Inhibition of calcium uptake during hypoxia in developing zebrafish is mediated by hypoxia-inducible factor

The present study investigated the potential role of hypoxia-inducible factor (HIF) in calcium homeostasis in developing zebrafish (Danio rerio). It was demonstrated that zebrafish raised in hypoxic water (30 mmHg; control, 155 mmHg P-O2) until 4 days post-fertilization exhibited a substantial reduction in whole-body Ca2+ levels and Ca2+ uptake. Ca2+ uptake in hypoxia-treated fish did not return to pre-hypoxia (control) levels within 2 h of transfer back to normoxic water. Results from real-time PCR showed that hypoxia decreased the whole-body mRNA expression levels of the epithelial Ca2+ channel (ecac), but not plasma membrane Ca2+-ATPase (pmca2) or Na+/Ca2+-exchanger (ncx1b). Whole-mount in situ hybridization revealed that the number of ecac-expressing ionocytes was reduced in fish raised in hypoxic water.
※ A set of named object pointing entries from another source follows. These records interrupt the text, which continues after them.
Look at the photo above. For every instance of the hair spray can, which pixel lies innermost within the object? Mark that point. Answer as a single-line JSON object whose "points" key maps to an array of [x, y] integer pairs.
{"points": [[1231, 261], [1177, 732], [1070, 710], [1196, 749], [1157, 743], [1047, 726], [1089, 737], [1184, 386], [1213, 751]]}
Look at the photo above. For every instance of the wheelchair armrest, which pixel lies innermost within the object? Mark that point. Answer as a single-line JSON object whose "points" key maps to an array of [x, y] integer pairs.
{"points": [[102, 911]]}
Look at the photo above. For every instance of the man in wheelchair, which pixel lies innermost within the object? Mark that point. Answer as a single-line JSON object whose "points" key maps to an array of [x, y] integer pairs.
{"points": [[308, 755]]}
These findings suggested that hypoxic treatment suppressed the expression of ecac, thereby reducing Ca2+ influx. To further evaluate the potential mechanisms for the effects of hypoxia on Ca2+ regulation, a functional gene knockdown approach was employed to prevent the expression of HIF-1 alpha b during hypoxic treatment. Consistent with a role for HIF-1 alpha b in regulating Ca2+ balance during hypoxia, the results demonstrated that the reduction of Ca2+ uptake associated with hypoxic exposure was not observed in fish experiencing HIF-1 alpha b knockdown. Additionally, the effects of hypoxia on reducing the number of ecac-expressing ionocytes was less pronounced in HIF-1 alpha b-deficient fish. Overall, the current study revealed that hypoxic exposure inhibited Ca2+ uptake in developing zebrafish, probably owing to HIF-1 alpha b-mediated suppression of ecac expression.